Alle assurde richieste delle multinazionali del diritto, Giovanni Pecoraro dell’A.N.P.A.R. così ha risposto alla Commissione Giustizia del Senato: IMPROPONIBILE la richiesta di eliminazione dell’obbligatorietà ed INAMMISSIBILE la difesa obbligatoria nella mediazione da parte degli avvocati, perché la volontà dei cittadini è sovrana e non  può essere “coartata”  da nessuno. Per l’obbligatorietà è utile attendere la decisione della Corte Costituzionale.
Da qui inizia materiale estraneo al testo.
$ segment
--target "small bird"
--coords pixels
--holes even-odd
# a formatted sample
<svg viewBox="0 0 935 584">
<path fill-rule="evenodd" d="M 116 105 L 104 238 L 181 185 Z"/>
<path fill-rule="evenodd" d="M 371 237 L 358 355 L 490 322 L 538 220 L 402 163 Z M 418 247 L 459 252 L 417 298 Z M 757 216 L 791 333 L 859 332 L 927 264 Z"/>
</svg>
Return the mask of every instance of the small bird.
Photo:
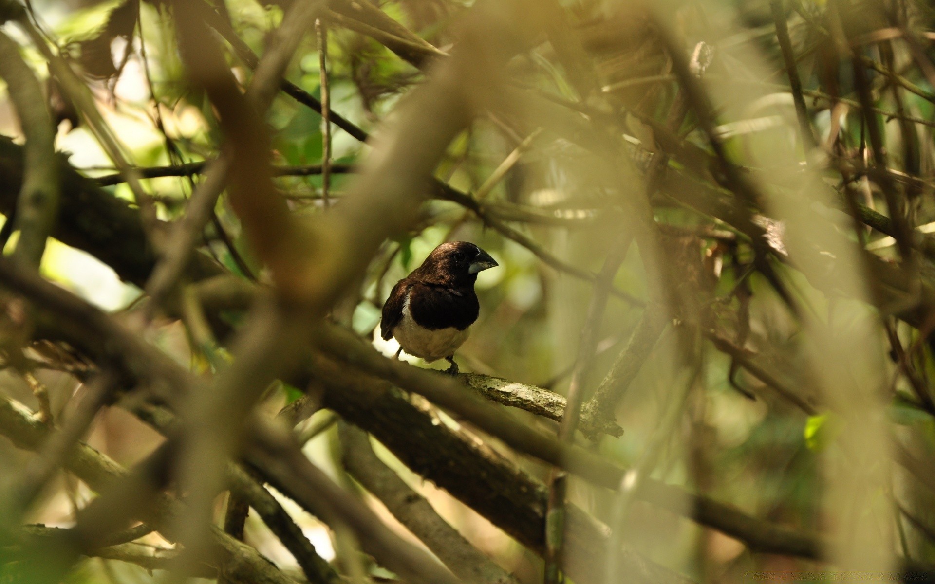
<svg viewBox="0 0 935 584">
<path fill-rule="evenodd" d="M 399 350 L 431 363 L 444 358 L 454 375 L 454 351 L 468 340 L 481 305 L 474 293 L 478 272 L 498 265 L 490 254 L 467 241 L 443 243 L 396 282 L 383 305 L 380 333 L 395 336 Z"/>
</svg>

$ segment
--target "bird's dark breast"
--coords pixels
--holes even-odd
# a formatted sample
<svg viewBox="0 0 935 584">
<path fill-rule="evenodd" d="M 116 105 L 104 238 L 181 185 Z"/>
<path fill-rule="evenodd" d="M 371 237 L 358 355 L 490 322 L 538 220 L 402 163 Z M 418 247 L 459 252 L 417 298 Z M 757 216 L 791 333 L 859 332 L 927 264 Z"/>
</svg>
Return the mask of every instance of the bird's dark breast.
<svg viewBox="0 0 935 584">
<path fill-rule="evenodd" d="M 477 320 L 481 306 L 474 288 L 455 289 L 419 284 L 410 291 L 410 315 L 430 330 L 454 327 L 463 331 Z"/>
</svg>

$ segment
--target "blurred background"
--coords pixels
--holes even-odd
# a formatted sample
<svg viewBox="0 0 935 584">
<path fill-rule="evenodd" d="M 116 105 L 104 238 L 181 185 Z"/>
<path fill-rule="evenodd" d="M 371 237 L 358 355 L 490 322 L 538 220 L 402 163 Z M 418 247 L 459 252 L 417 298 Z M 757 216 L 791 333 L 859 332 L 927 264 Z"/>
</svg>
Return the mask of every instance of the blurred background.
<svg viewBox="0 0 935 584">
<path fill-rule="evenodd" d="M 276 2 L 209 4 L 261 55 L 283 14 Z M 429 59 L 425 46 L 457 50 L 459 27 L 481 3 L 371 4 L 422 39 L 424 45 L 406 42 L 422 51 L 413 50 L 420 59 Z M 659 340 L 651 342 L 654 349 L 615 403 L 622 435 L 578 434 L 579 444 L 640 469 L 640 479 L 679 485 L 798 532 L 827 534 L 829 549 L 839 549 L 835 534 L 851 525 L 855 533 L 869 533 L 868 548 L 856 543 L 854 548 L 872 548 L 883 564 L 935 563 L 935 407 L 928 382 L 935 374 L 928 296 L 935 271 L 926 248 L 935 231 L 933 7 L 915 0 L 553 4 L 559 32 L 537 37 L 510 60 L 502 103 L 478 113 L 435 172 L 485 214 L 444 197 L 427 201 L 415 228 L 382 244 L 363 279 L 332 311 L 334 320 L 392 356 L 398 346 L 375 331 L 393 284 L 439 244 L 471 241 L 500 267 L 478 278 L 481 315 L 457 353 L 461 370 L 560 394 L 568 394 L 578 375 L 590 395 L 626 350 L 647 306 L 661 304 L 666 324 Z M 217 155 L 223 138 L 216 115 L 204 92 L 187 81 L 169 7 L 135 0 L 29 5 L 37 25 L 87 82 L 134 165 L 177 166 Z M 400 57 L 385 39 L 338 17 L 324 19 L 331 108 L 380 135 L 407 94 L 431 78 L 431 65 Z M 46 81 L 44 57 L 17 30 L 8 33 L 50 96 L 57 149 L 93 179 L 116 173 L 61 90 Z M 791 50 L 785 55 L 782 36 Z M 309 32 L 286 77 L 320 98 L 319 50 Z M 679 51 L 674 59 L 673 50 Z M 234 51 L 225 58 L 246 83 L 250 67 Z M 798 89 L 790 87 L 790 58 Z M 804 109 L 797 111 L 797 98 Z M 553 117 L 554 109 L 568 120 Z M 318 113 L 280 93 L 266 120 L 275 166 L 323 164 Z M 339 206 L 352 171 L 380 143 L 362 142 L 337 124 L 332 130 L 328 196 Z M 0 98 L 0 133 L 22 141 L 6 97 Z M 607 151 L 605 142 L 618 150 Z M 147 178 L 158 217 L 182 217 L 200 180 L 197 174 Z M 124 183 L 102 184 L 112 196 L 134 200 Z M 279 177 L 275 187 L 296 216 L 324 209 L 320 174 Z M 657 238 L 640 238 L 647 230 Z M 627 249 L 621 241 L 633 234 Z M 7 237 L 8 249 L 17 235 Z M 200 243 L 201 252 L 229 272 L 266 278 L 226 198 Z M 613 265 L 608 256 L 621 247 L 619 269 L 606 284 L 612 291 L 606 307 L 589 322 L 602 285 L 595 275 Z M 118 319 L 145 304 L 137 286 L 57 241 L 47 248 L 41 274 Z M 181 321 L 157 319 L 145 335 L 184 367 L 209 376 L 211 364 L 193 350 Z M 583 336 L 592 339 L 593 356 L 586 371 L 576 374 Z M 34 390 L 44 386 L 56 420 L 66 418 L 85 391 L 61 371 L 37 369 L 28 377 L 7 369 L 0 387 L 38 410 Z M 288 384 L 274 384 L 260 407 L 273 415 L 298 394 Z M 553 420 L 511 412 L 551 434 L 558 430 Z M 457 416 L 437 413 L 441 423 L 461 428 Z M 320 410 L 300 424 L 299 432 L 320 430 L 304 452 L 395 530 L 423 545 L 347 477 L 333 420 L 332 412 Z M 533 477 L 550 480 L 545 464 L 469 424 L 465 428 Z M 127 466 L 162 440 L 117 406 L 104 408 L 86 437 Z M 475 547 L 519 581 L 542 581 L 539 557 L 374 444 Z M 901 456 L 894 459 L 895 450 Z M 21 472 L 31 456 L 0 442 L 5 474 Z M 630 548 L 697 582 L 898 577 L 897 568 L 863 579 L 814 558 L 762 553 L 686 517 L 629 502 L 626 492 L 575 477 L 568 485 L 569 501 L 610 524 Z M 334 560 L 327 526 L 275 494 L 319 553 Z M 62 473 L 26 521 L 69 527 L 76 509 L 94 496 Z M 842 511 L 839 503 L 850 506 Z M 223 498 L 217 514 L 220 521 Z M 859 517 L 849 523 L 852 516 Z M 244 541 L 301 577 L 292 555 L 253 515 Z M 135 545 L 172 548 L 155 533 Z M 836 557 L 846 565 L 846 551 Z M 368 566 L 371 577 L 392 577 Z M 78 564 L 67 581 L 150 582 L 164 575 L 94 558 Z M 613 581 L 627 581 L 618 576 Z"/>
</svg>

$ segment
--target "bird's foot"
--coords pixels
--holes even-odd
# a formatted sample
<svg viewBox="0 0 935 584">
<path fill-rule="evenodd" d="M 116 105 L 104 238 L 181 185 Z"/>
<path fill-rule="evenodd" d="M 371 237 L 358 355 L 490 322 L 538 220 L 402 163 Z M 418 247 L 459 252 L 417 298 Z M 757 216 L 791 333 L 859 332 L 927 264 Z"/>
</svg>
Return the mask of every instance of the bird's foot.
<svg viewBox="0 0 935 584">
<path fill-rule="evenodd" d="M 457 375 L 458 374 L 458 363 L 454 363 L 454 355 L 452 355 L 451 357 L 445 357 L 445 361 L 447 361 L 448 363 L 452 363 L 451 367 L 445 369 L 445 373 L 447 373 L 450 376 L 455 376 L 455 375 Z"/>
</svg>

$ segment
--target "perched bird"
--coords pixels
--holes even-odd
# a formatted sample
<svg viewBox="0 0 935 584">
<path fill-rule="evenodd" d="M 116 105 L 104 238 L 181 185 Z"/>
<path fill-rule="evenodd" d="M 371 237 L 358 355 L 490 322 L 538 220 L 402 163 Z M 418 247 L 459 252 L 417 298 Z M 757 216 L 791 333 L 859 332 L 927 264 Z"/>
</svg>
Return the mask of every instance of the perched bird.
<svg viewBox="0 0 935 584">
<path fill-rule="evenodd" d="M 443 243 L 409 278 L 396 282 L 383 305 L 380 333 L 395 336 L 399 350 L 431 363 L 444 358 L 458 372 L 454 351 L 468 339 L 481 308 L 474 293 L 477 274 L 497 265 L 490 254 L 467 241 Z"/>
</svg>

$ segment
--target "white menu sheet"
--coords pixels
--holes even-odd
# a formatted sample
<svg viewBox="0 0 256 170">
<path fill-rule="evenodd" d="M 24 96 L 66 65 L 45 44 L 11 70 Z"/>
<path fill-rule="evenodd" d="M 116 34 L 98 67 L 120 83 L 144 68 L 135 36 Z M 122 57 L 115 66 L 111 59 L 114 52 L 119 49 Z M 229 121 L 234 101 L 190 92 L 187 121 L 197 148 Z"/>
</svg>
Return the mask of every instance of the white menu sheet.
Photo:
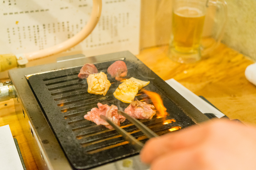
<svg viewBox="0 0 256 170">
<path fill-rule="evenodd" d="M 32 52 L 63 42 L 84 26 L 92 7 L 92 0 L 1 0 L 0 54 Z M 140 0 L 102 0 L 92 33 L 68 52 L 138 54 L 140 11 Z"/>
</svg>

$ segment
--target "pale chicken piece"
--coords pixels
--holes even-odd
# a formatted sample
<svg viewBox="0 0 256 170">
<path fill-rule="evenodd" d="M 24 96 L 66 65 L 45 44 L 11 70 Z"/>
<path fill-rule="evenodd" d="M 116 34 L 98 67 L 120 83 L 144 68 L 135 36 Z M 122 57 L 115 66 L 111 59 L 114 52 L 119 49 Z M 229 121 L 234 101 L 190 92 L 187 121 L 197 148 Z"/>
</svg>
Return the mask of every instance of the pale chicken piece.
<svg viewBox="0 0 256 170">
<path fill-rule="evenodd" d="M 153 105 L 139 101 L 135 98 L 124 109 L 124 112 L 136 119 L 151 119 L 156 114 L 156 111 L 153 110 L 153 109 L 155 109 Z"/>
<path fill-rule="evenodd" d="M 102 72 L 89 75 L 87 78 L 87 84 L 88 93 L 95 95 L 103 95 L 104 96 L 111 85 L 111 83 L 108 80 L 107 75 Z"/>
<path fill-rule="evenodd" d="M 118 86 L 114 93 L 114 95 L 123 102 L 130 103 L 139 90 L 148 85 L 149 83 L 149 81 L 144 81 L 133 77 L 130 78 L 126 80 Z"/>
</svg>

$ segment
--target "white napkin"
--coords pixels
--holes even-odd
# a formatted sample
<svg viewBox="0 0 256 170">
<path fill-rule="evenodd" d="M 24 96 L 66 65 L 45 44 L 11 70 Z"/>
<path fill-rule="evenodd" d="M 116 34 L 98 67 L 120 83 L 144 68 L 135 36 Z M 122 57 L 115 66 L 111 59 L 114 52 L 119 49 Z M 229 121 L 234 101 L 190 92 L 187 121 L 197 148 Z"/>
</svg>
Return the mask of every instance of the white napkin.
<svg viewBox="0 0 256 170">
<path fill-rule="evenodd" d="M 0 127 L 0 169 L 24 170 L 9 125 Z"/>
<path fill-rule="evenodd" d="M 256 85 L 256 63 L 248 65 L 244 72 L 247 80 Z"/>
</svg>

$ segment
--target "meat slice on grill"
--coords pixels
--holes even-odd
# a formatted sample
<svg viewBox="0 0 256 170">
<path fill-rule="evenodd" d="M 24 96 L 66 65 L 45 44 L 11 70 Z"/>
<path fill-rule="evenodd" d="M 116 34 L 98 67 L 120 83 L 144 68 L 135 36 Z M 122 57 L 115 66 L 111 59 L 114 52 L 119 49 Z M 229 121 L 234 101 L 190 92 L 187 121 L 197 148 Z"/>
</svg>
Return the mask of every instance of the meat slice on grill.
<svg viewBox="0 0 256 170">
<path fill-rule="evenodd" d="M 156 111 L 153 110 L 154 108 L 155 107 L 153 105 L 147 104 L 144 101 L 139 101 L 135 98 L 124 109 L 124 112 L 136 119 L 151 119 L 156 114 Z"/>
<path fill-rule="evenodd" d="M 100 103 L 97 104 L 98 107 L 92 109 L 91 111 L 87 112 L 87 114 L 84 117 L 84 119 L 92 121 L 98 125 L 103 125 L 108 128 L 112 129 L 113 127 L 107 122 L 102 119 L 100 117 L 100 115 L 103 115 L 113 122 L 118 126 L 120 123 L 125 121 L 125 117 L 118 113 L 118 109 L 114 105 L 109 106 L 108 105 L 102 105 Z"/>
<path fill-rule="evenodd" d="M 108 68 L 108 73 L 111 77 L 116 77 L 116 79 L 119 81 L 122 80 L 122 77 L 126 76 L 127 71 L 126 65 L 122 61 L 117 61 Z"/>
<path fill-rule="evenodd" d="M 80 69 L 78 77 L 80 79 L 86 79 L 89 75 L 98 73 L 98 69 L 93 64 L 85 64 Z"/>
<path fill-rule="evenodd" d="M 87 91 L 89 93 L 105 95 L 111 85 L 107 75 L 101 72 L 98 74 L 90 74 L 87 79 Z"/>
</svg>

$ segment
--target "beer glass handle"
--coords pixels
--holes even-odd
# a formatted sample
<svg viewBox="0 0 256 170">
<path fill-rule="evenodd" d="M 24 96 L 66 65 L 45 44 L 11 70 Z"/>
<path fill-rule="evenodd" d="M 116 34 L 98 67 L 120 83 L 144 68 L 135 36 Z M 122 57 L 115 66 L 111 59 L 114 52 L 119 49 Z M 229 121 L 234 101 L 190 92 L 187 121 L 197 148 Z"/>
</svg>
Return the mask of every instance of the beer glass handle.
<svg viewBox="0 0 256 170">
<path fill-rule="evenodd" d="M 215 36 L 216 39 L 215 43 L 210 48 L 202 49 L 202 54 L 203 55 L 207 55 L 210 52 L 212 52 L 219 45 L 224 35 L 224 31 L 226 26 L 228 18 L 227 3 L 224 0 L 208 0 L 206 3 L 206 6 L 208 7 L 210 5 L 215 6 L 216 10 L 218 10 L 218 12 L 220 13 L 220 16 L 218 17 L 220 18 L 218 21 L 219 22 L 220 22 L 221 23 L 219 26 L 218 26 L 219 28 L 215 30 L 216 35 Z M 218 18 L 216 19 L 218 20 Z"/>
</svg>

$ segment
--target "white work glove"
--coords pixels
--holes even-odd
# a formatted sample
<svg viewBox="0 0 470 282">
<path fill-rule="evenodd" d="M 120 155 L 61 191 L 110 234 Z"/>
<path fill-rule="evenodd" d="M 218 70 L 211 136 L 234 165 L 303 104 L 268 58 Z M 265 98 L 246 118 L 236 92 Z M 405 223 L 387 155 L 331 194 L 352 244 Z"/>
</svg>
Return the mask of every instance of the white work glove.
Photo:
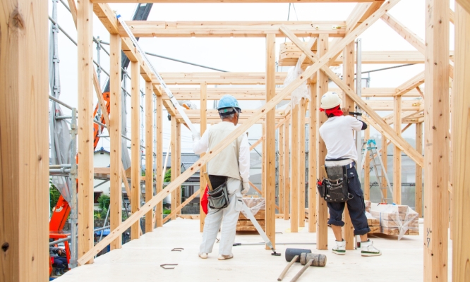
<svg viewBox="0 0 470 282">
<path fill-rule="evenodd" d="M 198 141 L 200 139 L 200 133 L 198 130 L 193 132 L 193 142 Z"/>
<path fill-rule="evenodd" d="M 241 194 L 246 195 L 250 190 L 250 184 L 248 181 L 243 181 L 241 183 Z"/>
</svg>

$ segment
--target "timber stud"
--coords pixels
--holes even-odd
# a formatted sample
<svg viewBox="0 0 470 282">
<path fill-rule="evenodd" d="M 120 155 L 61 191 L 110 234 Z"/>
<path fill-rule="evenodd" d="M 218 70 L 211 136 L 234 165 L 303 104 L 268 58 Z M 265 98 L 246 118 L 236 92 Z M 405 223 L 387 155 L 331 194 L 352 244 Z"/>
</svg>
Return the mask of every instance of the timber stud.
<svg viewBox="0 0 470 282">
<path fill-rule="evenodd" d="M 8 247 L 10 247 L 10 244 L 8 244 L 8 242 L 5 242 L 1 245 L 1 250 L 3 250 L 4 252 L 6 252 L 8 250 Z"/>
</svg>

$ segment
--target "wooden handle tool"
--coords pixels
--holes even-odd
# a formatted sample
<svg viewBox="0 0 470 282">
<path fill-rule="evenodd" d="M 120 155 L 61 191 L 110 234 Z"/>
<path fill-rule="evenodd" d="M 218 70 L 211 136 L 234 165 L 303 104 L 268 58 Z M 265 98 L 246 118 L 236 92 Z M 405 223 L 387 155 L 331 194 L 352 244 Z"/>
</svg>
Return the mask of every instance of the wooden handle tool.
<svg viewBox="0 0 470 282">
<path fill-rule="evenodd" d="M 281 272 L 281 275 L 279 275 L 279 278 L 277 278 L 277 281 L 282 281 L 282 278 L 283 278 L 284 276 L 286 275 L 286 273 L 287 272 L 287 271 L 289 270 L 289 269 L 290 269 L 291 266 L 292 266 L 292 264 L 294 264 L 294 263 L 296 262 L 297 261 L 297 259 L 298 259 L 298 258 L 299 258 L 299 255 L 296 255 L 295 257 L 294 257 L 292 258 L 292 259 L 291 259 L 291 262 L 289 263 L 289 264 L 287 264 L 287 266 L 286 266 L 286 268 L 284 268 L 284 270 L 282 271 L 282 272 Z"/>
<path fill-rule="evenodd" d="M 296 282 L 296 281 L 297 281 L 297 279 L 299 279 L 299 277 L 300 277 L 301 275 L 302 275 L 302 274 L 303 274 L 303 272 L 305 272 L 305 271 L 307 270 L 307 269 L 308 269 L 308 267 L 310 267 L 310 266 L 312 264 L 313 262 L 313 259 L 311 259 L 311 260 L 309 260 L 309 261 L 308 261 L 308 262 L 303 266 L 303 267 L 302 267 L 302 269 L 301 269 L 300 271 L 299 271 L 299 273 L 298 273 L 297 274 L 296 274 L 295 276 L 294 276 L 294 278 L 292 278 L 292 280 L 291 280 L 291 282 Z"/>
</svg>

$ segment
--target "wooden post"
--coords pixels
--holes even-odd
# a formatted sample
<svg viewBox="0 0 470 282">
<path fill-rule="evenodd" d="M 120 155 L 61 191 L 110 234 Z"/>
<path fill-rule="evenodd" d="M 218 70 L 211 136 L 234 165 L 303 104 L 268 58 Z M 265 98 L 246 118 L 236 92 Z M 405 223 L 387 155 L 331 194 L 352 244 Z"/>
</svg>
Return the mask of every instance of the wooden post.
<svg viewBox="0 0 470 282">
<path fill-rule="evenodd" d="M 305 227 L 305 116 L 307 104 L 302 98 L 299 109 L 299 226 Z"/>
<path fill-rule="evenodd" d="M 261 124 L 263 135 L 266 136 L 266 123 Z M 261 142 L 261 197 L 266 198 L 266 139 Z"/>
<path fill-rule="evenodd" d="M 318 56 L 321 57 L 328 51 L 328 35 L 320 35 L 318 37 L 318 43 L 317 44 Z M 322 71 L 317 73 L 317 106 L 320 104 L 322 96 L 328 92 L 328 77 Z M 346 96 L 346 95 L 344 95 Z M 316 111 L 317 113 L 317 140 L 318 145 L 318 166 L 317 168 L 317 175 L 318 178 L 323 179 L 326 177 L 324 170 L 321 166 L 325 165 L 325 158 L 326 157 L 327 150 L 325 142 L 320 137 L 318 133 L 318 128 L 327 121 L 327 116 L 325 113 Z M 328 249 L 328 227 L 327 223 L 327 207 L 326 202 L 320 197 L 317 197 L 317 249 L 318 250 L 327 250 Z"/>
<path fill-rule="evenodd" d="M 290 125 L 289 121 L 284 124 L 284 220 L 290 219 L 289 202 L 291 200 L 291 139 Z M 281 204 L 279 203 L 279 204 Z"/>
<path fill-rule="evenodd" d="M 457 3 L 455 4 L 455 66 L 452 98 L 452 179 L 454 196 L 452 281 L 470 280 L 468 262 L 470 233 L 467 218 L 470 214 L 469 201 L 469 158 L 470 154 L 470 132 L 469 131 L 469 108 L 470 108 L 470 15 Z M 426 90 L 427 92 L 427 90 Z M 427 192 L 427 191 L 426 191 Z"/>
<path fill-rule="evenodd" d="M 343 78 L 344 82 L 351 88 L 354 89 L 354 42 L 346 45 L 343 50 L 344 54 L 343 59 Z M 357 94 L 357 93 L 356 93 Z M 354 102 L 343 92 L 343 107 L 347 109 L 349 111 L 354 111 Z M 351 132 L 354 134 L 354 132 Z M 361 134 L 356 134 L 356 136 L 361 136 Z M 361 157 L 361 152 L 358 152 L 358 158 Z M 357 170 L 362 168 L 356 166 Z M 361 180 L 359 180 L 360 181 Z M 349 211 L 347 204 L 344 207 L 344 213 L 343 214 L 344 226 L 342 228 L 343 238 L 346 240 L 346 250 L 354 250 L 354 228 L 351 221 Z"/>
<path fill-rule="evenodd" d="M 394 121 L 393 127 L 398 136 L 402 136 L 402 97 L 393 99 Z M 393 202 L 402 204 L 402 151 L 397 146 L 393 147 Z"/>
<path fill-rule="evenodd" d="M 368 126 L 364 131 L 364 142 L 367 142 L 370 137 L 370 127 Z M 367 150 L 364 152 L 366 158 L 364 159 L 364 200 L 370 200 L 370 159 Z M 359 152 L 358 152 L 359 157 Z M 379 180 L 380 181 L 380 180 Z"/>
<path fill-rule="evenodd" d="M 155 164 L 155 188 L 157 194 L 163 190 L 163 104 L 162 96 L 157 96 L 155 107 L 155 123 L 157 123 L 157 164 Z M 155 207 L 155 221 L 157 227 L 163 226 L 163 203 L 160 202 Z"/>
<path fill-rule="evenodd" d="M 385 135 L 383 134 L 382 135 L 382 164 L 383 164 L 383 170 L 387 171 L 387 147 L 388 147 L 388 142 L 387 142 L 387 137 Z M 385 173 L 383 173 L 383 171 L 382 171 L 382 173 L 380 173 L 382 176 L 382 180 L 378 179 L 377 181 L 382 181 L 382 187 L 387 187 L 387 179 L 385 178 Z M 382 192 L 383 193 L 383 197 L 387 199 L 387 193 L 388 192 L 388 189 L 382 189 Z M 393 197 L 393 195 L 392 196 Z"/>
<path fill-rule="evenodd" d="M 266 35 L 266 102 L 276 95 L 276 35 Z M 276 207 L 276 113 L 266 113 L 266 235 L 275 246 Z M 263 190 L 264 192 L 264 190 Z M 267 249 L 268 247 L 266 246 Z"/>
<path fill-rule="evenodd" d="M 416 151 L 423 154 L 423 123 L 416 126 Z M 414 209 L 419 217 L 423 216 L 423 168 L 416 164 L 416 173 L 414 192 Z"/>
<path fill-rule="evenodd" d="M 89 1 L 80 1 L 77 6 L 79 258 L 93 247 L 92 30 L 92 4 Z M 93 259 L 88 262 L 92 263 Z"/>
<path fill-rule="evenodd" d="M 447 281 L 449 13 L 448 0 L 426 0 L 426 60 L 424 63 L 426 82 L 424 99 L 424 177 L 426 181 L 424 193 L 425 281 Z M 464 80 L 462 80 L 462 83 Z M 466 111 L 462 114 L 463 116 L 468 116 Z M 464 167 L 463 163 L 462 166 Z"/>
<path fill-rule="evenodd" d="M 291 147 L 291 232 L 299 230 L 299 107 L 292 104 L 292 145 Z"/>
<path fill-rule="evenodd" d="M 145 202 L 153 197 L 153 91 L 152 82 L 145 82 Z M 152 232 L 152 211 L 145 214 L 145 233 Z"/>
<path fill-rule="evenodd" d="M 178 123 L 175 116 L 171 117 L 171 181 L 178 177 Z M 181 190 L 181 186 L 171 192 L 171 210 L 178 207 L 178 190 Z M 171 220 L 176 219 L 174 214 Z"/>
<path fill-rule="evenodd" d="M 131 210 L 132 213 L 140 208 L 140 92 L 139 91 L 140 66 L 138 62 L 131 62 Z M 135 221 L 131 228 L 131 239 L 138 239 L 140 221 Z"/>
<path fill-rule="evenodd" d="M 205 82 L 200 84 L 200 135 L 205 132 L 207 128 L 207 84 Z M 203 157 L 205 154 L 201 154 L 200 157 Z M 205 165 L 203 166 L 199 170 L 199 199 L 200 204 L 200 199 L 203 199 L 203 195 L 205 191 L 205 186 L 207 183 L 205 182 L 204 173 L 206 171 L 207 167 Z M 204 231 L 204 221 L 205 220 L 205 214 L 203 210 L 203 206 L 200 205 L 199 209 L 199 231 L 203 232 Z"/>
<path fill-rule="evenodd" d="M 109 154 L 110 186 L 109 222 L 110 229 L 116 229 L 122 222 L 122 103 L 121 90 L 121 37 L 109 35 Z M 123 177 L 126 177 L 123 175 Z M 127 178 L 123 179 L 127 181 Z M 111 249 L 120 249 L 121 236 L 111 243 Z"/>
<path fill-rule="evenodd" d="M 49 277 L 48 23 L 42 1 L 1 3 L 0 278 L 4 281 Z"/>
<path fill-rule="evenodd" d="M 278 159 L 278 206 L 279 214 L 284 213 L 284 126 L 280 126 L 278 129 L 278 148 L 279 148 L 279 159 Z"/>
<path fill-rule="evenodd" d="M 308 140 L 308 232 L 317 232 L 317 85 L 311 84 L 310 88 L 310 136 Z"/>
<path fill-rule="evenodd" d="M 178 164 L 176 170 L 176 177 L 181 174 L 181 124 L 176 123 L 176 164 Z M 176 190 L 176 207 L 181 204 L 181 188 Z M 181 214 L 181 210 L 176 214 Z"/>
</svg>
NO anche alla territorialità, in quanto in alcuni casi è possibile la Mediazione on-line, ha affermato Pecoraro. Nella  mediazione deve essere tutelata  sempre e comunque la parte più debole. Da tempo i cittadini  sottoscrivono clausole contrattuali  dove il foro competente spesso è  nella città  di residenza della sede legale  o all’estero della parte  che  “obbliga” a sottoscrivere il contratto (vedi compagnie aeree o assicurative).  Un NO secco, continua Pecoraro, è stato dato per l’ampliamento delle ore formative e dell’aumento delle tariffe, affermando che la commissione  su queste cose ha dato già parere favorevole, anzi  all’audizione c’è stato qualcuno dell’avvocatura che ha affermato che 50 ore per gli avvocati sono anche troppe. Due gli interrogativi rimasti senza risposta rivolti al presidente Berselli.
Primo interrogativo:
Il cittadino in un caso di malasanità  chi preferirebbe come mediatore un medico o  altro soggetto professionale?
Secondo interrogativo:
Dov’è ravvisabile nel programma formativo una qualsiasi regola che altri professionisti non siano in grado di comprendere?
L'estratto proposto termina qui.